What’s the one thing you have done in your career you are most proud of?
I am most proud of leading our business through 12-18 months of drought. It is hard for anyone not from here to comprehend what that was really like, because it wasn’t just 2019. The leadup year was not good either, so it was pretty desperate times. I went to a couple of events where you could start to see the fear in people’s eyes as they wondered if it was ever going to get better.

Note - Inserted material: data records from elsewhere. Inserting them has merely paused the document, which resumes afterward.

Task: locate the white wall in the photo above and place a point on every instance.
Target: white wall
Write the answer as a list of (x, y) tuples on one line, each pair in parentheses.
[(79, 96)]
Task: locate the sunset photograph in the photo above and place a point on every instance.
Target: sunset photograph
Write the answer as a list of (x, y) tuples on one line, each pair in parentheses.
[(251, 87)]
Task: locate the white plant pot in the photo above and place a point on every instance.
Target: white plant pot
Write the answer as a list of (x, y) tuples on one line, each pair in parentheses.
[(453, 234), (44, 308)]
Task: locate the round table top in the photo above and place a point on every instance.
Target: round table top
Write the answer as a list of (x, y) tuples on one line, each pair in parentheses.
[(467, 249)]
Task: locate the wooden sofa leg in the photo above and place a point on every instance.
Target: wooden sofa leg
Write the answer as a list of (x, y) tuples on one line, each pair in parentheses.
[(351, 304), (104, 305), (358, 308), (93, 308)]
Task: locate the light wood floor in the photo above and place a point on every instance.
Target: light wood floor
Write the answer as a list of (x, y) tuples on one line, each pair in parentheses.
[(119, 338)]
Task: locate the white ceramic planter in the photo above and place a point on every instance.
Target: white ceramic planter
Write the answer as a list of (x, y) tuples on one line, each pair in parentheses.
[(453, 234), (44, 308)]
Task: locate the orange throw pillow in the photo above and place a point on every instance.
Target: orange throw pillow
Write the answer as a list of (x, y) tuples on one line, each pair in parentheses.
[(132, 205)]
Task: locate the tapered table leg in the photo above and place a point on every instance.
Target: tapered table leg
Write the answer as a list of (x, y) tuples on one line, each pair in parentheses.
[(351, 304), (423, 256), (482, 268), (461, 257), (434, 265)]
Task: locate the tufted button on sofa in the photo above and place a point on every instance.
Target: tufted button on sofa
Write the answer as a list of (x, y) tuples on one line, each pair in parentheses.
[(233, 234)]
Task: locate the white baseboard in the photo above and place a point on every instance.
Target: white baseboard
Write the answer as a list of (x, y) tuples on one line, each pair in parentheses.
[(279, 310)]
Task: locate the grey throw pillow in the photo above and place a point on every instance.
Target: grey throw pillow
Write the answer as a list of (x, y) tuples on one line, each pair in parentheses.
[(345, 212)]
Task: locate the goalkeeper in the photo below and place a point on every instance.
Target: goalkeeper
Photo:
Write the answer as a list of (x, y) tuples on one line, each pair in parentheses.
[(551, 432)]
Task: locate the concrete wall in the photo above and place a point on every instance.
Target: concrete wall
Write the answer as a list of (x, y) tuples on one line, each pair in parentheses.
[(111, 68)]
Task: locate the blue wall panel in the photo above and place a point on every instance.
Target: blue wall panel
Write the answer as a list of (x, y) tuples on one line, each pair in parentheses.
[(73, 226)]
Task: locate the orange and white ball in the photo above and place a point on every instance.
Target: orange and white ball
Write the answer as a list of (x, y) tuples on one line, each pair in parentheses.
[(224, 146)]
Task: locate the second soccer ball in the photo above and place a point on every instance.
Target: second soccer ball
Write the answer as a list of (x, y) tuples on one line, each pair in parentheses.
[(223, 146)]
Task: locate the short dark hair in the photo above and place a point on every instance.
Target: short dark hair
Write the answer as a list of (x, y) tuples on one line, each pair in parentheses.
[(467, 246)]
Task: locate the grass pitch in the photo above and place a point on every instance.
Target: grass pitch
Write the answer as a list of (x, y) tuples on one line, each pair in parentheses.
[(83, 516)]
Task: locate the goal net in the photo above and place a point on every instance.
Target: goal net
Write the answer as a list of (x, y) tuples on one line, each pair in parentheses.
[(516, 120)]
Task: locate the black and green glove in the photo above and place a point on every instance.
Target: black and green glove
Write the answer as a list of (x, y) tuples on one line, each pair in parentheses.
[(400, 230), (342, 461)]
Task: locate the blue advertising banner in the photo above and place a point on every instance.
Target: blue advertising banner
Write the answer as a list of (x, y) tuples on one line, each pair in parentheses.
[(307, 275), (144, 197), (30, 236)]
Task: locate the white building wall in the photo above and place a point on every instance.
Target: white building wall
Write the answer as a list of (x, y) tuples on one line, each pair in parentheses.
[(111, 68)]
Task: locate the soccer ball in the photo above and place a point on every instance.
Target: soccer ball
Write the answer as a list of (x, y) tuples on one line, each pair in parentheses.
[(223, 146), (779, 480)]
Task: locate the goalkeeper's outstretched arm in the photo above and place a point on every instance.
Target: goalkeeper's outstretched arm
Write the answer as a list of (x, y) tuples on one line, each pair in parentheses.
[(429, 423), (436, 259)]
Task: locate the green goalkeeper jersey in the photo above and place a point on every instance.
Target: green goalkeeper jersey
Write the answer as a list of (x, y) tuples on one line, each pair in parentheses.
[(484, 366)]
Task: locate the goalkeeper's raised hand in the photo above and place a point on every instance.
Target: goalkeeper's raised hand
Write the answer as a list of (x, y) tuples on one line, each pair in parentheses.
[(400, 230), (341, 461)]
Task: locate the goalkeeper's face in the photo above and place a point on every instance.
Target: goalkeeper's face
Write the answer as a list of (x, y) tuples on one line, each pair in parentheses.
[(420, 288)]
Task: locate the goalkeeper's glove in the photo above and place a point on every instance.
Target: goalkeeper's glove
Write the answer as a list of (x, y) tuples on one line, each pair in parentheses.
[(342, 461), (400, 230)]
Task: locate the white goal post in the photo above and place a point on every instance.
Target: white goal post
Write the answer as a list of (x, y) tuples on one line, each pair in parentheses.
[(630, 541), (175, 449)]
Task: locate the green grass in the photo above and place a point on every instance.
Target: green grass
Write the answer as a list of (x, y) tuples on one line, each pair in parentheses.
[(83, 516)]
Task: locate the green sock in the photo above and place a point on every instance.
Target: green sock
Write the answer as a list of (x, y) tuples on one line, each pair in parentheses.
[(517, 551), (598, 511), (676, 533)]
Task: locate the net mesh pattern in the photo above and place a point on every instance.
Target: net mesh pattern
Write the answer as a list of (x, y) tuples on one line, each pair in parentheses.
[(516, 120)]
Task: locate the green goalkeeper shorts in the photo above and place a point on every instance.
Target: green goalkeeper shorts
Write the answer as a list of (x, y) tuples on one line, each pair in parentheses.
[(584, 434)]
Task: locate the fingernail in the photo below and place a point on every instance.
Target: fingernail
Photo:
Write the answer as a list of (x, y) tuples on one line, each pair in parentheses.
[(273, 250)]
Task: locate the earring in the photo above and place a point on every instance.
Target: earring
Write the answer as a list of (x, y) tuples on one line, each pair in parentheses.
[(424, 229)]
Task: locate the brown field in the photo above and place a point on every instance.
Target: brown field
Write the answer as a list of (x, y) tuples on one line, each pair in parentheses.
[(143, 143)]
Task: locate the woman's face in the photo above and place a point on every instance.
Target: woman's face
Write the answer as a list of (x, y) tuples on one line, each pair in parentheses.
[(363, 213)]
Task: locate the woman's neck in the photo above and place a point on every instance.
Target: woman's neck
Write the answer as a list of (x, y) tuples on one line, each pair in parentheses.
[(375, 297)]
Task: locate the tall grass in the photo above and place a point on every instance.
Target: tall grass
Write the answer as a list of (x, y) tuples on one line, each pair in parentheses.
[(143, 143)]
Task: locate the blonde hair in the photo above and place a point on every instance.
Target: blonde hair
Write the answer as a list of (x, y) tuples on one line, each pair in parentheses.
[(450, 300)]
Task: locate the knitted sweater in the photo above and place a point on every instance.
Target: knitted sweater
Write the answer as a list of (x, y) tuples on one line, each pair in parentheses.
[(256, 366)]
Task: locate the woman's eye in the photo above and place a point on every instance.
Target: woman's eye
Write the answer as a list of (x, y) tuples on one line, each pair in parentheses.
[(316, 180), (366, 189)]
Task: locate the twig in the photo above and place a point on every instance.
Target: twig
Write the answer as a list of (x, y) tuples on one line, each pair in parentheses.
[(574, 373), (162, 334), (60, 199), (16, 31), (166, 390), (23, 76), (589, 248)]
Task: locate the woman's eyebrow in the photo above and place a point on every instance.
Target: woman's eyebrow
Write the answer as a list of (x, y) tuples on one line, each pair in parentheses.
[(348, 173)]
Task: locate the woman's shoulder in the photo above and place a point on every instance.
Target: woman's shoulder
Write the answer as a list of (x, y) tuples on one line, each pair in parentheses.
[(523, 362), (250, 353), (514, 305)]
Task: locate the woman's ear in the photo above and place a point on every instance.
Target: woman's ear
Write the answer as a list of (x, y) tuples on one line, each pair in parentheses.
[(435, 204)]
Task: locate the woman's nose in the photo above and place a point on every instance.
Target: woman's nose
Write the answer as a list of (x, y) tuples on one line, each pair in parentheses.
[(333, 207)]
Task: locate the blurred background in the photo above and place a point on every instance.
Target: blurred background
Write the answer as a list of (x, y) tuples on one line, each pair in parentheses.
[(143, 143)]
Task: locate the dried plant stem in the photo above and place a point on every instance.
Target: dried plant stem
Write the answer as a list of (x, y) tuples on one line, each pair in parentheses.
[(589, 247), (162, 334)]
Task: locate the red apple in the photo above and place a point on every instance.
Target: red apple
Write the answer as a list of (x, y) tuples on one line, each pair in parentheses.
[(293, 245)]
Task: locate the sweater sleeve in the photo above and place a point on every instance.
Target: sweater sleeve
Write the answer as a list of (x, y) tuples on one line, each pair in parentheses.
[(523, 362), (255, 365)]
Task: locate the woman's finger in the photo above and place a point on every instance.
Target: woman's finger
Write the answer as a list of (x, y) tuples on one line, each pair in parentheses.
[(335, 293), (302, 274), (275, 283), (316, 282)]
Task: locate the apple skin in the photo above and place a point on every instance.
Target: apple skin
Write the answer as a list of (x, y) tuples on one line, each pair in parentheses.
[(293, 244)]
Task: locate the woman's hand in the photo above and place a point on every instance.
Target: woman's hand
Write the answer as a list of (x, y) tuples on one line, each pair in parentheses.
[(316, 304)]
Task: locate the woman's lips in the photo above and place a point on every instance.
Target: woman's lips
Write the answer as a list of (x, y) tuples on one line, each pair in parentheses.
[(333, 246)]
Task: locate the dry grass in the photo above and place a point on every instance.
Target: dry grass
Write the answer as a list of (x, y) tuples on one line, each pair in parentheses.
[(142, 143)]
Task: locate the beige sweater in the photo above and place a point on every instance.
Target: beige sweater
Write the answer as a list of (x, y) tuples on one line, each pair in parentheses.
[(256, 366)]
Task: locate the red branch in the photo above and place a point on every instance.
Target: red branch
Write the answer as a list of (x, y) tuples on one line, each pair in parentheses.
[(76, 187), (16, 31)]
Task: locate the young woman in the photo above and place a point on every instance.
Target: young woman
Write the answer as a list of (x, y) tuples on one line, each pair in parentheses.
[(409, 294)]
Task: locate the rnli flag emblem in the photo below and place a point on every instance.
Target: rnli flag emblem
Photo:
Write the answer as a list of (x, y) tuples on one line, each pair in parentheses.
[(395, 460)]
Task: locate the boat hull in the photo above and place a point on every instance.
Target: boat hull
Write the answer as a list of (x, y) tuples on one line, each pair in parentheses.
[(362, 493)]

As a leader in the business, it was pretty relentless trying to keep staff morale up along with customers and your own family. It was a tough time but we got through it - we kept our team intact, and we were raring and ready to go when it finally rained this year. It wasn’t only a financial test, but a test personally with staff worried about their futures. It was an incredibly challenging year as one day would grind into another and a week into another without anything on the horizon, but you just had to get out of bed and keep going.
How will you share what you learn with others in the industry?
We have a policy within our company that if anyone takes part in a study tour or any kind of learning, they have to make a presentation to the rest of the staff on what that person has learned. What sort of trends were seen and how we can turn that into something useful for our busines and for our customers. We always insist on that and usually it brings new people into the business with new opportunities for our customers.
What do you see as your biggest opportunity in the next 12 months?
We had the philosophy last year, when things were so tough, we were not going to let a good crisis go to waste. We spent a lot of time coming up with different processes for our business and diversifying our product range to expand into things that we didn’t usually sell.
We improved our management structure and developed improved reporting that helped us get a better feel for what we have ahead of us, and what resources we need.
We feel there is a big opportunity in the next 12 months to put what we honed, to the test and we’ve already seen we are a better busines for it, and given a decent run, we will keep on improving. The biggest opportunity is really putting into practise all we learned during a really tough time.
What is the biggest barrier to achieving success in the next 12 months?
The biggest barrier is liquidity in agriculture in our part of the world. The seasons in 2018 and 2019 really wreaked havoc on agriculture as a whole. Livestock numbers were down by 70-80 per cent, grain growers had no meaningful income for two years, irrigators had no water allocations for two years and everything was held up by land values increasing. This year has been good, but we need another one like it, to really get enterprises back up on their feet. We are walking a fine line when it comes to liquidity in agriculture and it will take a while to repair.
What is the biggest challenge Australian Ag has to overcome in the next 10 years?
Undoubtedly it is social licence and its phenomenon around the world. Australia’s population is primarily metropolitan, primarily coastal and your average person in the street does not have a great understanding of, or can identify with agriculture. It is interesting though that agriculture is one of those industries that everyone seems to have an opinion about and everyone feels they have a stake in it. Often those opinions are fairly benevolent, and those people romance about life on the land, but that lack of understanding is increasingly being used by interest groups to achieve ideological outcomes. The whole thing is turbo-charged by social media.
We saw first-hand a lot of the fear and anger and misunderstanding about water management. I was abused on twitter even though I don’t own a single megalitre of water allocation.
Over the same time, we saw a global misinformation campaign around glyphosate. We’ve seen the effects of that with some councils banning the use of glyphosate and are now wanting to buy more dangerous alternatives from us. We can’t underestimate this – it’s not a phenomenon that is going to slow down at least until there are more people going hungry and that’s unlikely to happen anytime soon. It means people have the luxury of taking a keen interest in what we do, and I think it will shape the way we have to do things. It’s going to be a big challenge.